Les pertes de ses chers enfants, de madame de Beringhen, sa digne sœur, dame reconnue d’un chacun pour être d’un esprit éminent, d’une admirable conduite et d’une vie exemplaire[2], avec celles d’une infinité de ses meilleurs et plus chers amis, accompagnées d’abondant d’autres afflictions non moins cuisantes, l’avoient réduite, par la tendresse de son bon naturel et par leur importance, à une vie fort languissante, si bien que les forces du corps ne se trouvant pas égales à celles de l’esprit, ni la délicatesse de la nature à l’habitude de sa grande constance, ces déplaisirs furent suivis d’une maladie aiguë et d’une mort très-heureuse, le 1er de juin, l’an 1641. Ce fut au château de La Pléau, en Limousin, maison de madame de La Pléau, sa fille aînée.
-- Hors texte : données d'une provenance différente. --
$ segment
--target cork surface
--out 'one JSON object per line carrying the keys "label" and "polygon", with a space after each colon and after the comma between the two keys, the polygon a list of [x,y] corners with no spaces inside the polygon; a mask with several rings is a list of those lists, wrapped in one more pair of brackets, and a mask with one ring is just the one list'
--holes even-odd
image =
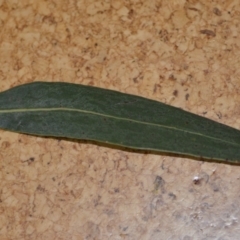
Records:
{"label": "cork surface", "polygon": [[[0,0],[0,90],[66,81],[240,129],[238,0]],[[0,239],[238,239],[240,168],[0,131]]]}

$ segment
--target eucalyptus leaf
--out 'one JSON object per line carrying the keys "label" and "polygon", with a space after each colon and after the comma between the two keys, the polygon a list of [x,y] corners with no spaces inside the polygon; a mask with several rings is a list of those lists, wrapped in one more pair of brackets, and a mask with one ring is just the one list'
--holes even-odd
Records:
{"label": "eucalyptus leaf", "polygon": [[0,128],[240,163],[240,131],[139,96],[63,82],[0,93]]}

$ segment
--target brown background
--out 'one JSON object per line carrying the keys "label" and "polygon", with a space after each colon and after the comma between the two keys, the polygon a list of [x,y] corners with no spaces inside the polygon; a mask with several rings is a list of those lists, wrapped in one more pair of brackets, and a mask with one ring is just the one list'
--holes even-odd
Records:
{"label": "brown background", "polygon": [[[66,81],[240,128],[238,0],[0,0],[0,90]],[[0,132],[0,239],[238,239],[240,169]]]}

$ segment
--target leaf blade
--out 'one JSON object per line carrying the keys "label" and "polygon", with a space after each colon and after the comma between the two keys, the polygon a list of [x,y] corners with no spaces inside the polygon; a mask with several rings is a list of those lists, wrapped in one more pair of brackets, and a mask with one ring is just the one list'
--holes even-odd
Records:
{"label": "leaf blade", "polygon": [[240,162],[236,129],[150,99],[71,83],[34,82],[0,93],[0,128]]}

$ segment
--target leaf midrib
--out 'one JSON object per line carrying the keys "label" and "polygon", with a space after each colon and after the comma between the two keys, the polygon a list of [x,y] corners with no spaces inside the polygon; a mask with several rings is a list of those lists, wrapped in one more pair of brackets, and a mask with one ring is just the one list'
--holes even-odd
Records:
{"label": "leaf midrib", "polygon": [[139,123],[139,124],[145,124],[145,125],[150,125],[150,126],[156,126],[156,127],[160,127],[160,128],[166,128],[166,129],[171,129],[171,130],[176,130],[179,132],[186,132],[186,133],[190,133],[193,135],[198,135],[201,137],[206,137],[212,140],[217,140],[217,141],[221,141],[221,142],[225,142],[225,143],[230,143],[232,145],[236,145],[236,146],[240,146],[237,143],[234,142],[227,142],[225,140],[219,139],[219,138],[214,138],[211,136],[207,136],[207,135],[203,135],[201,133],[196,133],[196,132],[191,132],[191,131],[186,131],[183,129],[178,129],[175,127],[170,127],[170,126],[166,126],[166,125],[162,125],[162,124],[156,124],[156,123],[149,123],[149,122],[142,122],[142,121],[138,121],[138,120],[134,120],[131,118],[122,118],[122,117],[115,117],[112,115],[108,115],[108,114],[103,114],[103,113],[98,113],[98,112],[93,112],[93,111],[87,111],[87,110],[80,110],[80,109],[74,109],[74,108],[23,108],[23,109],[6,109],[6,110],[0,110],[0,114],[1,113],[21,113],[21,112],[49,112],[49,111],[69,111],[69,112],[80,112],[80,113],[87,113],[87,114],[92,114],[92,115],[97,115],[97,116],[102,116],[102,117],[106,117],[106,118],[113,118],[113,119],[118,119],[118,120],[123,120],[123,121],[131,121],[131,122],[135,122],[135,123]]}

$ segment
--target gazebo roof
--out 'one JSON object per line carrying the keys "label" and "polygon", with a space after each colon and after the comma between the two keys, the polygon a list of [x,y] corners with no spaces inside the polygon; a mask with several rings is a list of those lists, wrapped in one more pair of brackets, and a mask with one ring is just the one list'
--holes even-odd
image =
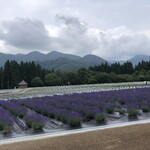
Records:
{"label": "gazebo roof", "polygon": [[28,83],[22,80],[18,85],[28,85]]}

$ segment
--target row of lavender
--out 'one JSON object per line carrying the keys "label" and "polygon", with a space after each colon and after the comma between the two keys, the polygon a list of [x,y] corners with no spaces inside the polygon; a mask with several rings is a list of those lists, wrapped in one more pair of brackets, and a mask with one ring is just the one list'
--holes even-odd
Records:
{"label": "row of lavender", "polygon": [[23,120],[28,128],[42,130],[44,116],[79,127],[82,122],[94,119],[101,123],[107,114],[114,112],[137,117],[139,110],[150,111],[150,88],[0,100],[0,130],[11,130],[16,118]]}
{"label": "row of lavender", "polygon": [[17,119],[25,122],[28,128],[41,130],[44,126],[44,117],[30,111],[28,108],[11,101],[0,100],[0,131],[10,133]]}
{"label": "row of lavender", "polygon": [[71,127],[78,127],[81,122],[96,119],[105,120],[107,114],[127,113],[129,118],[150,110],[150,88],[75,93],[12,100],[39,114],[55,118]]}
{"label": "row of lavender", "polygon": [[9,111],[0,107],[0,131],[4,131],[4,134],[12,129],[13,118]]}

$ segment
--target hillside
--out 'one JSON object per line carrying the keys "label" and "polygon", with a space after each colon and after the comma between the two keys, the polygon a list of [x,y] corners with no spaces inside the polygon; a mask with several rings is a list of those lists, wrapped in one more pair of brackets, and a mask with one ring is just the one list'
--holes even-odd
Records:
{"label": "hillside", "polygon": [[53,68],[55,70],[64,71],[75,71],[81,67],[99,65],[106,62],[106,60],[96,55],[86,55],[84,57],[80,57],[77,55],[65,54],[57,51],[52,51],[48,54],[43,54],[38,51],[16,55],[0,53],[0,65],[3,66],[7,60],[16,60],[17,62],[35,61],[43,68]]}
{"label": "hillside", "polygon": [[65,58],[72,59],[72,60],[77,60],[80,58],[80,56],[60,53],[56,51],[52,51],[48,54],[43,54],[38,51],[33,51],[28,54],[16,54],[16,55],[0,53],[0,65],[3,66],[7,60],[16,60],[17,62],[46,61],[46,60],[55,60],[60,57],[65,57]]}
{"label": "hillside", "polygon": [[77,55],[61,53],[58,51],[51,51],[47,54],[38,51],[33,51],[28,54],[16,54],[16,55],[0,53],[0,66],[3,66],[7,60],[15,60],[18,63],[21,61],[23,62],[35,61],[36,63],[40,64],[43,68],[46,69],[53,68],[55,70],[76,71],[81,67],[100,65],[101,63],[105,62],[108,63],[119,62],[120,64],[123,64],[126,61],[130,61],[133,63],[133,65],[137,65],[142,60],[149,61],[150,56],[136,55],[126,61],[110,61],[110,60],[106,61],[105,59],[96,55],[88,54],[84,57],[80,57]]}
{"label": "hillside", "polygon": [[148,56],[148,55],[136,55],[136,56],[132,57],[131,59],[129,59],[128,61],[132,62],[133,65],[137,65],[142,60],[150,61],[150,56]]}
{"label": "hillside", "polygon": [[55,70],[63,70],[63,71],[76,71],[82,67],[89,67],[94,65],[99,65],[101,63],[105,63],[106,60],[94,56],[87,55],[79,59],[69,59],[66,57],[60,57],[55,60],[47,60],[47,61],[38,61],[41,67],[46,69],[55,69]]}

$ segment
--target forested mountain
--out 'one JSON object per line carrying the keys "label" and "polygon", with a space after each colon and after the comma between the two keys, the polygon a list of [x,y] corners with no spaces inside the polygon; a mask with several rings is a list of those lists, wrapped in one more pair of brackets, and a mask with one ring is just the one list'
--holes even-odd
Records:
{"label": "forested mountain", "polygon": [[52,51],[48,54],[43,54],[38,51],[33,51],[28,54],[16,54],[16,55],[0,53],[0,65],[3,66],[7,60],[15,60],[17,62],[47,61],[47,60],[55,60],[60,57],[68,58],[71,60],[80,59],[80,56],[60,53],[60,52],[56,52],[56,51]]}
{"label": "forested mountain", "polygon": [[95,55],[86,55],[84,57],[80,57],[77,55],[65,54],[57,51],[52,51],[48,54],[43,54],[37,51],[28,54],[16,55],[0,53],[0,65],[3,66],[7,60],[15,60],[18,63],[21,61],[35,61],[37,64],[40,64],[42,68],[63,71],[76,71],[81,67],[87,68],[89,66],[99,65],[106,62],[106,60]]}
{"label": "forested mountain", "polygon": [[70,59],[60,57],[54,60],[38,61],[37,63],[45,69],[54,69],[61,71],[77,71],[79,68],[100,65],[101,63],[107,62],[103,58],[95,55],[86,55],[78,59]]}
{"label": "forested mountain", "polygon": [[[89,67],[89,66],[95,66],[100,65],[101,63],[105,63],[106,60],[104,60],[101,57],[98,57],[96,55],[86,55],[84,57],[80,57],[77,55],[72,54],[65,54],[60,53],[57,51],[52,51],[48,54],[43,54],[38,51],[33,51],[28,54],[4,54],[0,53],[0,66],[3,66],[4,63],[7,60],[15,60],[18,63],[21,61],[23,62],[29,62],[34,61],[36,63],[39,63],[43,68],[46,69],[55,69],[55,70],[64,70],[64,71],[76,71],[81,67]],[[147,55],[137,55],[127,61],[132,62],[133,65],[137,65],[142,60],[149,61],[150,56]],[[109,63],[110,60],[107,62]],[[120,61],[120,64],[123,64],[127,61]],[[114,62],[113,62],[114,63]]]}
Son testament a été une exhortation ample de piété à ses enfants, sa maladie un patron de patience, tous ses propos des enseignemens et des consolations saintes, et ses dernières paroles celles de saint Paul : « Je suis assurée que ni mort, ni vie, ni anges, ni principautés, ni puissances, ni choses présentes, ni choses à venir, ni hautesse, ni profondeur, ni aucune autre créature, ne me pourra séparer de la dilection de Dieu, qu’il nous a montrée en Jésus-Christ, notre Seigneur[3]. »
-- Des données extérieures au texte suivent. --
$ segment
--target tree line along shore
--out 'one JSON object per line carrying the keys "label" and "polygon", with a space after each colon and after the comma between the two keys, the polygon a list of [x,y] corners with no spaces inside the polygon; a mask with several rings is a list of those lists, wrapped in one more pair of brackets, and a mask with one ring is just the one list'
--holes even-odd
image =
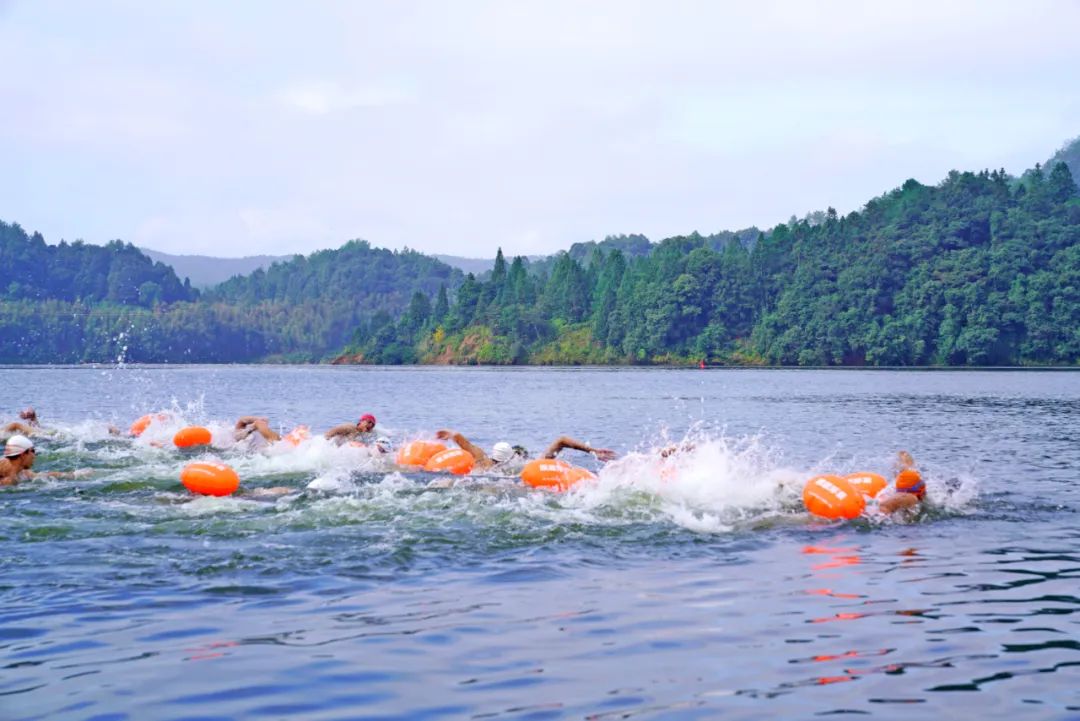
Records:
{"label": "tree line along shore", "polygon": [[129,244],[0,223],[0,363],[1080,362],[1068,164],[909,180],[768,231],[609,237],[480,277],[365,241],[206,290]]}

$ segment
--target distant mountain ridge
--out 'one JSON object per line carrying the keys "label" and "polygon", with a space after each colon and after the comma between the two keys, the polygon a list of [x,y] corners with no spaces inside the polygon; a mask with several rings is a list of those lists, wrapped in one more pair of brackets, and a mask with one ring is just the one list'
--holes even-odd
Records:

  1. Manuscrit 902, in-folio, tom. 10, pag. 113 de la bibliothèque de l’Arsenal. Cette Notice est écrite d’une grande écriture de femme ; elle a vraisemblablement été composée par une des filles de madame Des Loges. On trouvera des détails sur les manuscrits de Conrart dans la Notice qui précède ses Mémoires. (Collection des Mémoires relatifs à l’histoire de France, 2e série, t. 48.)
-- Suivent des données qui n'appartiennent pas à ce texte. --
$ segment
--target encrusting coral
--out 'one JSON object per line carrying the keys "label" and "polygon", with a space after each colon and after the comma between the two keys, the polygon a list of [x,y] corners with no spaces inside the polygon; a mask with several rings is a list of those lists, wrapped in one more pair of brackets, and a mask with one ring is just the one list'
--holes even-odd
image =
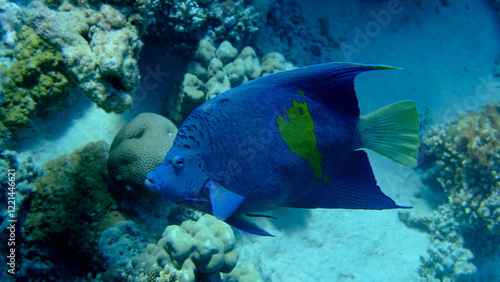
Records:
{"label": "encrusting coral", "polygon": [[35,115],[55,111],[68,97],[71,86],[61,52],[28,26],[21,28],[17,40],[12,63],[2,71],[0,134],[5,139],[28,125]]}
{"label": "encrusting coral", "polygon": [[[47,5],[45,5],[47,4]],[[63,54],[80,90],[107,112],[132,106],[140,35],[153,21],[146,1],[33,1],[26,22]]]}
{"label": "encrusting coral", "polygon": [[[476,272],[473,254],[495,255],[500,246],[500,105],[434,126],[423,138],[424,180],[447,202],[431,217],[402,213],[425,226],[433,248],[422,258],[425,279],[463,279]],[[451,256],[450,256],[451,252]]]}
{"label": "encrusting coral", "polygon": [[[71,155],[46,164],[33,185],[35,193],[22,226],[24,279],[60,280],[67,261],[78,263],[80,275],[102,267],[98,241],[101,232],[125,217],[107,186],[108,145],[89,143]],[[74,271],[74,269],[72,270]]]}
{"label": "encrusting coral", "polygon": [[229,41],[216,47],[208,37],[200,40],[194,58],[196,61],[189,62],[184,75],[175,113],[169,111],[170,118],[179,124],[204,101],[226,90],[294,68],[279,53],[271,52],[259,59],[252,47],[247,46],[238,53]]}
{"label": "encrusting coral", "polygon": [[144,253],[132,259],[131,268],[123,276],[129,281],[137,281],[147,274],[151,279],[159,277],[161,270],[169,269],[176,278],[167,281],[220,279],[220,273],[230,273],[227,281],[238,281],[235,279],[245,276],[260,279],[253,265],[235,268],[237,262],[233,230],[205,214],[196,221],[168,226],[157,244],[149,244]]}

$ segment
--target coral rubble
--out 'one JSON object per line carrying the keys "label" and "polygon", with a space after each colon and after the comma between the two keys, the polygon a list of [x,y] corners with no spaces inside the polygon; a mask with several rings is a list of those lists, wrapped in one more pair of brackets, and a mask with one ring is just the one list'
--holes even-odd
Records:
{"label": "coral rubble", "polygon": [[473,254],[493,256],[500,246],[500,105],[434,126],[422,144],[424,179],[446,203],[430,217],[400,215],[432,235],[420,275],[470,279],[476,272]]}

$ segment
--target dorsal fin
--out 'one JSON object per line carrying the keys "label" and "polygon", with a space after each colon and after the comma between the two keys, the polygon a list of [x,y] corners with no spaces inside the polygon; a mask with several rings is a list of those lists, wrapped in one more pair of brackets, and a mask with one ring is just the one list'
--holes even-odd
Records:
{"label": "dorsal fin", "polygon": [[250,83],[280,85],[286,92],[292,91],[328,105],[348,117],[359,117],[358,99],[354,91],[354,78],[365,71],[392,70],[384,65],[354,63],[325,63],[277,72]]}

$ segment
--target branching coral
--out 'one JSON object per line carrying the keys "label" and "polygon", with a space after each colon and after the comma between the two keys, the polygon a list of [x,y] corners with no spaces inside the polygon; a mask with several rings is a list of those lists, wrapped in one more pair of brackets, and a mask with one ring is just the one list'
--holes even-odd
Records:
{"label": "branching coral", "polygon": [[[472,253],[490,256],[500,246],[500,105],[434,126],[422,144],[425,180],[447,203],[430,218],[401,214],[410,225],[427,226],[436,246],[420,272],[426,278],[470,277],[476,270]],[[436,249],[443,245],[455,252]]]}
{"label": "branching coral", "polygon": [[422,152],[426,179],[448,196],[463,231],[500,239],[500,105],[433,127]]}

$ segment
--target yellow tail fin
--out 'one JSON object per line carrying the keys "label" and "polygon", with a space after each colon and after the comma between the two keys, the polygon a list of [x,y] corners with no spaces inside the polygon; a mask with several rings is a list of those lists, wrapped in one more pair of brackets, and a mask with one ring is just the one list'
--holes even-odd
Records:
{"label": "yellow tail fin", "polygon": [[418,111],[402,101],[362,116],[358,128],[362,146],[408,166],[417,165]]}

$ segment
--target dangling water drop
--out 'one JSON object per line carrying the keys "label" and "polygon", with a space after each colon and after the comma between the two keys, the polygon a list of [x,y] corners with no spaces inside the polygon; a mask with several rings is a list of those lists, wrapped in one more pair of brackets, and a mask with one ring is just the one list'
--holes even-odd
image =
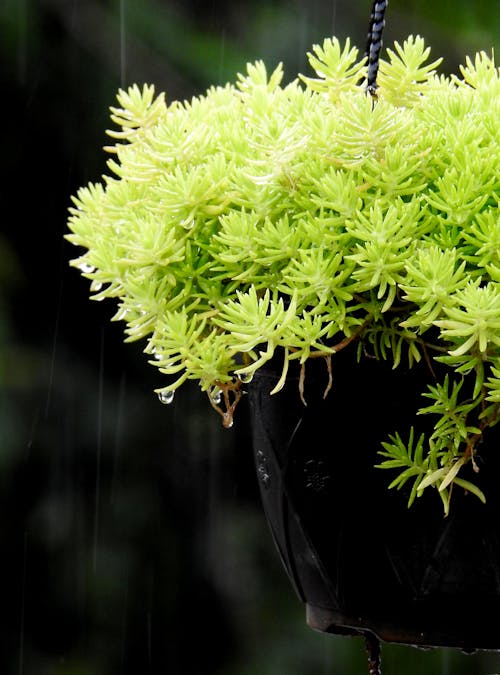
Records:
{"label": "dangling water drop", "polygon": [[212,399],[212,403],[219,405],[222,400],[222,390],[219,389],[219,387],[214,387],[214,389],[212,389],[210,392],[210,398]]}
{"label": "dangling water drop", "polygon": [[160,403],[164,403],[165,405],[170,405],[172,401],[174,400],[175,396],[175,391],[160,391],[158,393],[158,398],[160,399]]}
{"label": "dangling water drop", "polygon": [[253,373],[238,373],[238,380],[243,384],[249,384],[253,380]]}
{"label": "dangling water drop", "polygon": [[234,424],[233,414],[225,412],[222,416],[222,425],[225,429],[230,429]]}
  2. Tallemant en a cependant médit dans l’article qui suit ; mais de qui n’a-t-il pas médit ?
  3. On a cru qu’il n’étoit pas inutile de publier cette Notice biographique contemporaine sur une femme justement célèbre. Elle avoit déjà été citée dans l’article Loges (des) de la Biographie universelle de Michaud. On peut aussi consulter l’article qui lui a été consacré dans le Dictionnaire de Moreri.